As a literature professor at Hofstra with a PhD from Yale, Dana Brand has spent
his career studying the great authors who have shaped American thought and
culture. Now he has taken on a much deeper, thornier topic:

Why on Earth would anyone be a Mets fan?

So far, he has no rational explanation.

In fact, the first essay in his book, "Mets Fan," begins with "There is no good
reason why I should care about the New York Mets."

He has a point there, this man who has been loyal from Al Luplow to Al Leiter, from
Duke Carmel to El Duque. The angst and inferiority levels are high, the rewards
aren't all that great. The team is not a perennial powerhouse, but it isn't a lovable
loser or classic underdog, either.

Consider the past two months alone. A Mets fan watched the most epic
September collapse in baseball history and suffered through the realization that
the fans took it harder than the players did. At least that was a distinction. But
even that didn't last more than a week. The Mets' smoldering aftermath was blown
out of the water by the Yankees' saga.

"I'm afraid that what happened this year illustrates what the book is about," said
the author, 53, whose work was in print, mercifully, before the Mets hit bottom.
"You want a happy book; it's not going to be about 45 years of being a Mets fan."

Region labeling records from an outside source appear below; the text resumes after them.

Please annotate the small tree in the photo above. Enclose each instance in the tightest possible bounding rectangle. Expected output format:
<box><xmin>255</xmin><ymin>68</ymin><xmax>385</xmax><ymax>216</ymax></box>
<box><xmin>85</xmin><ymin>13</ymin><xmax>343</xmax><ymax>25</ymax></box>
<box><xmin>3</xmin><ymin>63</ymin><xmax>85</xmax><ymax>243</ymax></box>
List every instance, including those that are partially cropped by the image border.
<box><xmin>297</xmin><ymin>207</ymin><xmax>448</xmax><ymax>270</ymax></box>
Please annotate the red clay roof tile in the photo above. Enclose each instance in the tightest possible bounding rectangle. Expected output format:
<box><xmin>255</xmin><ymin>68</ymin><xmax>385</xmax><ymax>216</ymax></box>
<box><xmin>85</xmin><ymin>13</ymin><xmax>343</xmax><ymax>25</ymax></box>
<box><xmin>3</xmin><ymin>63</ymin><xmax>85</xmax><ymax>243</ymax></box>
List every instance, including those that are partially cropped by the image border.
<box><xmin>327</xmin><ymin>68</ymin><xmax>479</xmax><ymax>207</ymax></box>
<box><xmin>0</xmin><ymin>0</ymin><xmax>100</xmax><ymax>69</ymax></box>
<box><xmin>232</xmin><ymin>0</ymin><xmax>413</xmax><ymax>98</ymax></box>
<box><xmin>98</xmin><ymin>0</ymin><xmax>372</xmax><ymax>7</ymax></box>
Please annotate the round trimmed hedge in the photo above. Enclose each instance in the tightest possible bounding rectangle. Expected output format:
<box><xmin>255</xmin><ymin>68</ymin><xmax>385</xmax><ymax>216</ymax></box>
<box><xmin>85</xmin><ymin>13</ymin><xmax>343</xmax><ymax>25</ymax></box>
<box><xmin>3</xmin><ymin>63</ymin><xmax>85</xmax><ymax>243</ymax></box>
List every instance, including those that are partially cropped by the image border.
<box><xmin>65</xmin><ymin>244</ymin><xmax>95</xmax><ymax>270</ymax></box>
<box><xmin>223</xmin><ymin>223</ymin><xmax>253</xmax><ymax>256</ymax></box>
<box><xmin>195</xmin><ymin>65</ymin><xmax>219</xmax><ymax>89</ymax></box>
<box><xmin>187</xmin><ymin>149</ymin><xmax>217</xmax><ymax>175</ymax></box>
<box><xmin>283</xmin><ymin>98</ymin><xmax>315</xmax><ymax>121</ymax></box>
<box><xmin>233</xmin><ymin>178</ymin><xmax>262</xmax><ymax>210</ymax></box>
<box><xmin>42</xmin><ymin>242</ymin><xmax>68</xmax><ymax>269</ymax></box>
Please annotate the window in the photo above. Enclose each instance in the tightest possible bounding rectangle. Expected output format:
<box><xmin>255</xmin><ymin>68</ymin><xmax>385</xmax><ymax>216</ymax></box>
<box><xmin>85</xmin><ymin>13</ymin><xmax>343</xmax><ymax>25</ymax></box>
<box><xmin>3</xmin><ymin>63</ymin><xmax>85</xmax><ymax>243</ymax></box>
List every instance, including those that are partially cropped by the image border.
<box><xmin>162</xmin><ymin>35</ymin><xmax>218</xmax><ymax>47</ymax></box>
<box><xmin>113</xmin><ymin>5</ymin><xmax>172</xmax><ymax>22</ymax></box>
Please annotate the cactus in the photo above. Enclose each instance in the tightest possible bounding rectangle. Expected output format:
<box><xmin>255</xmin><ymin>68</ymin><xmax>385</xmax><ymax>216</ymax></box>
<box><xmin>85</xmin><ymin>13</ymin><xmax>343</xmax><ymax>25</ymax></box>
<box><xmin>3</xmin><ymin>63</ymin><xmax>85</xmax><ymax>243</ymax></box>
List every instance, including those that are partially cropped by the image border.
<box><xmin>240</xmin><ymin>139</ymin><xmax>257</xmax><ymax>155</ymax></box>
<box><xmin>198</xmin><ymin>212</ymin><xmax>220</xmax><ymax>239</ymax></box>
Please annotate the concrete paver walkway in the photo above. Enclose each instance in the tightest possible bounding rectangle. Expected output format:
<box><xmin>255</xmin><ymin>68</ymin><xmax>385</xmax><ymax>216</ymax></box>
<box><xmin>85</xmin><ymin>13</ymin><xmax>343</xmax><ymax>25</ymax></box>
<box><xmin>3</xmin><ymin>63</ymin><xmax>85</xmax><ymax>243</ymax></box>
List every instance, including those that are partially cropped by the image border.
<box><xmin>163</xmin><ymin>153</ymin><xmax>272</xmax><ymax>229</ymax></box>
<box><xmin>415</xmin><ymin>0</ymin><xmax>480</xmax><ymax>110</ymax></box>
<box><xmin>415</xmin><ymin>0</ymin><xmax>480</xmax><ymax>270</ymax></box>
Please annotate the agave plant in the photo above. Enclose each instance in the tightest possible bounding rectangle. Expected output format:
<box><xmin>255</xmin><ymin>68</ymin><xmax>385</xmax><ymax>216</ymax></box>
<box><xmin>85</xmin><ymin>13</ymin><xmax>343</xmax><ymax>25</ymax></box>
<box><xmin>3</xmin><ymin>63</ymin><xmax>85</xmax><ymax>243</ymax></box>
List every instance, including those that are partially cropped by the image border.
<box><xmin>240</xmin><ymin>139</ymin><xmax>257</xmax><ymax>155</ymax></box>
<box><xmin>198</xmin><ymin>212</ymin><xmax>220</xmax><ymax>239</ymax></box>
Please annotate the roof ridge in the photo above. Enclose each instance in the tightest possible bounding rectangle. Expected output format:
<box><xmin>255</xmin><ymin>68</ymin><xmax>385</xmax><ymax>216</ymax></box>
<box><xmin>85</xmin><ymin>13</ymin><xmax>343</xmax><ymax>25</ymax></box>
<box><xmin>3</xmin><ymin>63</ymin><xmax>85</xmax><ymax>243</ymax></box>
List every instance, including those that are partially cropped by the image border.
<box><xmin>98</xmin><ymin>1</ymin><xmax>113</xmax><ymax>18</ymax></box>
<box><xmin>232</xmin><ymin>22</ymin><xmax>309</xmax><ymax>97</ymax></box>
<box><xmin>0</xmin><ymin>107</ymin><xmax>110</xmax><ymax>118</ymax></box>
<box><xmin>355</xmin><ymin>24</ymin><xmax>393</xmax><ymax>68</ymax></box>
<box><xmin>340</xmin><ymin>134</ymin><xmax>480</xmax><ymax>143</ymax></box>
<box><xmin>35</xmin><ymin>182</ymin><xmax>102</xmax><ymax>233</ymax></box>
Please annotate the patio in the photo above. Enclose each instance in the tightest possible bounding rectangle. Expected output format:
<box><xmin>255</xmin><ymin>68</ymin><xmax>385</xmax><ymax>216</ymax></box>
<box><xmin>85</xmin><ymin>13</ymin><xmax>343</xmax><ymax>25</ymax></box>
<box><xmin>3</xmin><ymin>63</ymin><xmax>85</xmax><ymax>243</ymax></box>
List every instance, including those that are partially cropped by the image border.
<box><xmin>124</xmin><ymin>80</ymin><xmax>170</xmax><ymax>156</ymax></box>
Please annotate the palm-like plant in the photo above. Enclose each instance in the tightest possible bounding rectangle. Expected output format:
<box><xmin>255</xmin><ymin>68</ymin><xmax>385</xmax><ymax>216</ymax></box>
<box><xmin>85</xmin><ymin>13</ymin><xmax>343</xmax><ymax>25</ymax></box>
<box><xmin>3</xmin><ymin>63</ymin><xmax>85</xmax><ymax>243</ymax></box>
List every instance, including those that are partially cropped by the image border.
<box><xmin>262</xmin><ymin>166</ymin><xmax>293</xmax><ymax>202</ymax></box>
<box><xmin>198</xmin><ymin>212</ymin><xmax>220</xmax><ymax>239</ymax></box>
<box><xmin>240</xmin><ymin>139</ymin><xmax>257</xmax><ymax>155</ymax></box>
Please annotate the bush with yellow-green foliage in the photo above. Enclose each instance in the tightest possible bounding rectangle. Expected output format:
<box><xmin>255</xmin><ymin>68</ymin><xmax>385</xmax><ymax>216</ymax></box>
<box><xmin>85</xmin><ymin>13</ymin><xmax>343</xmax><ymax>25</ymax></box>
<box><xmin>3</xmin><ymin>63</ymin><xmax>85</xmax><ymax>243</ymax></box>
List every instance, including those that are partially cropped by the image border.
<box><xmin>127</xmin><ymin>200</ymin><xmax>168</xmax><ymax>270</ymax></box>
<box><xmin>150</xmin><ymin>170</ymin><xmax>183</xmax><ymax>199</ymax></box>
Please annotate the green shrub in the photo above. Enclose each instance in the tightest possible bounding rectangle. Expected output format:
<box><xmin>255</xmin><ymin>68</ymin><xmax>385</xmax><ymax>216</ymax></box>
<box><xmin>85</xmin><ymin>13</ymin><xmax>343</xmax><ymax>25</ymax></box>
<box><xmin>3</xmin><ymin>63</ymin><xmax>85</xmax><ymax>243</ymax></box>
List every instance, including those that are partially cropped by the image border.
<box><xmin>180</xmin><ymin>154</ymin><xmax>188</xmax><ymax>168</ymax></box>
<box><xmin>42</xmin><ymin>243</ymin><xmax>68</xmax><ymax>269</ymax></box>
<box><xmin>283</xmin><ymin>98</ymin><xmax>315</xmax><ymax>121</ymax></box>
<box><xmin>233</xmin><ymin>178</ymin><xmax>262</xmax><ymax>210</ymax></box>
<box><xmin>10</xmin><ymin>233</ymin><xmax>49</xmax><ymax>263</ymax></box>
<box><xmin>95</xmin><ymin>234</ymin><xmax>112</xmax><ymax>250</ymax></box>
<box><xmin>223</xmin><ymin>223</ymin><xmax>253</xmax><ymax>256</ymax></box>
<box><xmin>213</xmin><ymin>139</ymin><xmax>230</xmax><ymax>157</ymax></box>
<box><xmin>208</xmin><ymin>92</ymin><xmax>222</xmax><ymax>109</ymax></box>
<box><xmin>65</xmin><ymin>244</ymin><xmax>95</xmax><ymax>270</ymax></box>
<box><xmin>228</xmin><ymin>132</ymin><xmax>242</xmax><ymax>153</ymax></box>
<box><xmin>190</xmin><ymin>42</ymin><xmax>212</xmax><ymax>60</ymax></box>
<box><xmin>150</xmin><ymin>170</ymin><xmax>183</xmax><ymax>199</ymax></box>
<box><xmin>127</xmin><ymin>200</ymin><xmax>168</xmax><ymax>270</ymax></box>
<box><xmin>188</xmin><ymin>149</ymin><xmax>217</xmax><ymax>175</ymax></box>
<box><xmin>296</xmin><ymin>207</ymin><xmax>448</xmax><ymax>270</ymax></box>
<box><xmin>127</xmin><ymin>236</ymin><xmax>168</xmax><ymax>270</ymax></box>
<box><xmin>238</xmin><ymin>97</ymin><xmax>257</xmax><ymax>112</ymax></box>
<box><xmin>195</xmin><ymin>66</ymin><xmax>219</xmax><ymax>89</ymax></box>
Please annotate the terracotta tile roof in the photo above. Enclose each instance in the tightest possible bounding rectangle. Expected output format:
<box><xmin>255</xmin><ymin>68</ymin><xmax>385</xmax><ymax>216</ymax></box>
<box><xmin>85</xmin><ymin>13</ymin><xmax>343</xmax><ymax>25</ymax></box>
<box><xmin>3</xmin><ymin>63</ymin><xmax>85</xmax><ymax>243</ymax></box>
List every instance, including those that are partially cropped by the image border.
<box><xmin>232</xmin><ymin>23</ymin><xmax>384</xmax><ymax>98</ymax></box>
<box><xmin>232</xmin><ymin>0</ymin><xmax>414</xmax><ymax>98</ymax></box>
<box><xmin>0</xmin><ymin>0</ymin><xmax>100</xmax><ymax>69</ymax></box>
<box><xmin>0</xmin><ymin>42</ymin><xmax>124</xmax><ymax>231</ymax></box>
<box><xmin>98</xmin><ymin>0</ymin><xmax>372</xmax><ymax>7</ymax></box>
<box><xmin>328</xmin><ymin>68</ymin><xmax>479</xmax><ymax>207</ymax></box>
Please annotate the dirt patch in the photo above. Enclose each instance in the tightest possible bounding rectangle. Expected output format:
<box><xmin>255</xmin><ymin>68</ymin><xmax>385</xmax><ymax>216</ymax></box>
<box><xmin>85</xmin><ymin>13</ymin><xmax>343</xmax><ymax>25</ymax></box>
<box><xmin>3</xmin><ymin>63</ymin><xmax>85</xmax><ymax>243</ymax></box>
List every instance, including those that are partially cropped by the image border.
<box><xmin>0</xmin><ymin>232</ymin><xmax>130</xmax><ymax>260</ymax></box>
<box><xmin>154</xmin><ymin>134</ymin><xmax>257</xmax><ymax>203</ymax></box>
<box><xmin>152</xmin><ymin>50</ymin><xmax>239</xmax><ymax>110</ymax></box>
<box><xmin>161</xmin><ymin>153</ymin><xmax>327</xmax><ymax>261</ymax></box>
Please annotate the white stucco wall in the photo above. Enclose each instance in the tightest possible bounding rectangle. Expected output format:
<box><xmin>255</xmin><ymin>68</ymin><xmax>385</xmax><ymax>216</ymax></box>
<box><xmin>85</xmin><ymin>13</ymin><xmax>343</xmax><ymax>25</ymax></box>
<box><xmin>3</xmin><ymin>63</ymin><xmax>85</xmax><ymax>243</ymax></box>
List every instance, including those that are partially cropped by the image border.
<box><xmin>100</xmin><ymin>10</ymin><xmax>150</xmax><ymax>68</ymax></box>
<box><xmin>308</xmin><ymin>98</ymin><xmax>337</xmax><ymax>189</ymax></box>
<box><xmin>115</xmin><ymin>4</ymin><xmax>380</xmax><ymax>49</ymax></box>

But in fact it is a happy book. It was a labor of love. Like millions of others, he
loves the Mets, as much as he might hate himself for it. You could look it up, in an
essay toward the end titled "Why Do We Do This to Ourselves?"

He puts it this way: Yankees fans see their team as invincible and consider a bad
season an anomaly (he writes, "The Yankees, as they may have told you, have
something like 26 World Series rings"). A Mets fan's myth is just the opposite: The
team is fundamentally flawed, but every now and then it rises up to do something
magical. Usually, that involves great help from the fans.

Thus, to understand the Mets, you have to understand the appeal of Ed
Kranepool. "He was a beloved disappointment," Brand said. "He wasn't Mantle, he
wasn't Maris, but he was ours. It's a sentimentality that's very New Yorkish, and
wonderful."

So that is a hint why Brand and so many others do this to themselves for a club
that has never issued a no-hitter or an MVP. They love the hope and the flaws. In
his essay on Mookie Wilson, the author gives the ultimate compliment, saying the
former centerfielder had the enthusiasm of a fan wrapped in a ballplayer's body.
"Anybody knows that they can't speak for everybody in their group," he said. "I
don't speak for all Mets fans."

He speaks for enough of them, though. Brand struck a chord in August 2005, when
an essay on being a Mets fan ran in Newsday. He received such a flood of
feedback that he decided to write the book. ("People still do read newspapers,"
he said.)

It is plausible that other people agree with Brand's broad view: "We're interested
in scrappy vigor, we're not interested in domination. I love rooting for guys who
are starting their careers. I love the indeterminacy."

This all is worth exploring, especially now, when there are real questions about
just who the Mets are. Does this team have an identity, other than epic loser?
With their big-money roster, are the Mets merely Yankees Lite?

Can the Mets afford to be anything else? There is a network to program, there is a
new park to fill, there is a team in the Bronx to compete with. Do the Mets have
the luxury of building a young, hungry club?

Brand worries, a condition he accepts as part of the deed he signed in 1962. He
worries that 2007 was so un-Metlike. The club was favored and first and didn't
have the usual spunk. Fans never had their usual optimism.

"In that last week, many fans were saying, 'Oh, they blew it' when they hadn't
blown it yet," he said, cringing at the thought that Mets followers might turn
sourness into an institution the way Red Sox fans used to (he married one).
He worries about how Citi Field will hold 12,000 fewer people than Shea does. He
worries that the middle and working classes will be shut out. "I'm concerned that
they're going to lose whatever scruffiness the Mets have left," he said.

Which is not to say the club will have to go on without him. He is hooked. "I love
the fact that this has been a certain way for me since I was 7," he said, "and
probably will when I'm 70."

If you're a Mets fan, you know what he's talking about. No matter what happened in
September and didn't happen in October, you and Brand - unlike Tom Glavine,
Shawn Green, Guillermo Mota and (one would hope) many others - will be back.